Close the Gap
The Close the Gap campaign, which Oxfam helped to launch more than a decade ago, is testament to the Australian public’s overwhelming support for improving health outcomes for Aboriginal and Torres Strait Islander peoples.
We’ve played a lead role in transforming the Close the Gap campaign for Indigenous Health Equality from a popular movement into a force that has shaped government policy and continues to do so by elevating the role of Aboriginal and Torres Strait Islander organisations.

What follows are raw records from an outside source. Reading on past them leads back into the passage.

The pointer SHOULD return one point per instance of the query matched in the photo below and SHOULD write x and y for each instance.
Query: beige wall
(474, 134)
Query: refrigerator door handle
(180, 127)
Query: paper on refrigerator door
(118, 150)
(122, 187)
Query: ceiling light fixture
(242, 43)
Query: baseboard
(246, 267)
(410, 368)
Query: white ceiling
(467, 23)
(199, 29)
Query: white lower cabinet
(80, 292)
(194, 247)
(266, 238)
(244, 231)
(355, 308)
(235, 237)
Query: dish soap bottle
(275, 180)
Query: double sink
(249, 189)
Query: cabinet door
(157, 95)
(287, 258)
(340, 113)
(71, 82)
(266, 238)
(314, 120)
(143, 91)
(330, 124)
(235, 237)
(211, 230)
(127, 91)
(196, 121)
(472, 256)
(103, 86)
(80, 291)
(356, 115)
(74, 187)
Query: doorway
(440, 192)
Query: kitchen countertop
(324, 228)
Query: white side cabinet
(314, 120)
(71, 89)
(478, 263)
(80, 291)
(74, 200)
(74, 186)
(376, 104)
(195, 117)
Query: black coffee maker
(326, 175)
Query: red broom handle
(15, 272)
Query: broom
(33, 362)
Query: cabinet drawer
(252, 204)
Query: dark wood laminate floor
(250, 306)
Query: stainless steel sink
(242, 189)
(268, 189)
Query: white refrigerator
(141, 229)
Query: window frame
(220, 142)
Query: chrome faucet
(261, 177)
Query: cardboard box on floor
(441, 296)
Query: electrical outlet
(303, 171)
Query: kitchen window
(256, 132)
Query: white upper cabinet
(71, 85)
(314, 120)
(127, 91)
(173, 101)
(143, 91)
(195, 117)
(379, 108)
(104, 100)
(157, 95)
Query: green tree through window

Oxfam works together with a broad coalition of health and human rights organisations to call on political leaders to take action to Close the Gap, and to hold them to account. Oxfam has funded an annual review of progress on closing the gap, with the 2021 report highlighting the tremendous role playing by Aboriginal health services during the COVID and bushfire crises.
March 18 2021
National Close the Gap Day is way of celebrating success of Aboriginal people and their health services, while calling on government to do its bit. More information about CTG events can be found at www.Antar.org.au/closethegap
Join more than 250,000 people who have taken action for Indigenous health equality on Nation Close the Gap Day. Your actions can create lasting change. Be part of the generation who closes the gap.
This National Close the Gap Day, we have an opportunity to send our governments a clear message that Australians value health equality as a fundamental right for all.
What we’re campaigning for
The Close the Gap Coalition — a grouping of more than 50 Indigenous and non-Indigenous health and community organisations — together with more than 250,000 Australians, are calling on governments to take real, measurable action to achieve Indigenous health equality by 2030.
With your support, we are asking for:
- Commit to 10-year funding to achieve the new targets set as part of the revised Closing the Gap strategy
- Invest in Indigenous health on a needs basis. The needs of First Australians are akin to that of older people—they have a higher incidence of illness and therefore greater need. But the government only spends 38 per cent more on Indigenous people even though their needs are 2.3 times greater.
- Fully cost and fund the Implementation Plan for the National Aboriginal and Torres Strait Islander Health Plan (2013-2023).
- Ensure that Aboriginal community-controlled health services (ACCHOs) are the preferred model for government investment in primary health care services for Aboriginal and Torres Strait Islander communities.
- Commit to providing adequate and long-term financial resources including strengthening of the Indigenous health workforce.
- Address critical social issues that impact Indigenous health (including poor housing, nutrition, employment and education).
- Meaningful partnerships between Indigenous and non-Indigenous communities and health services.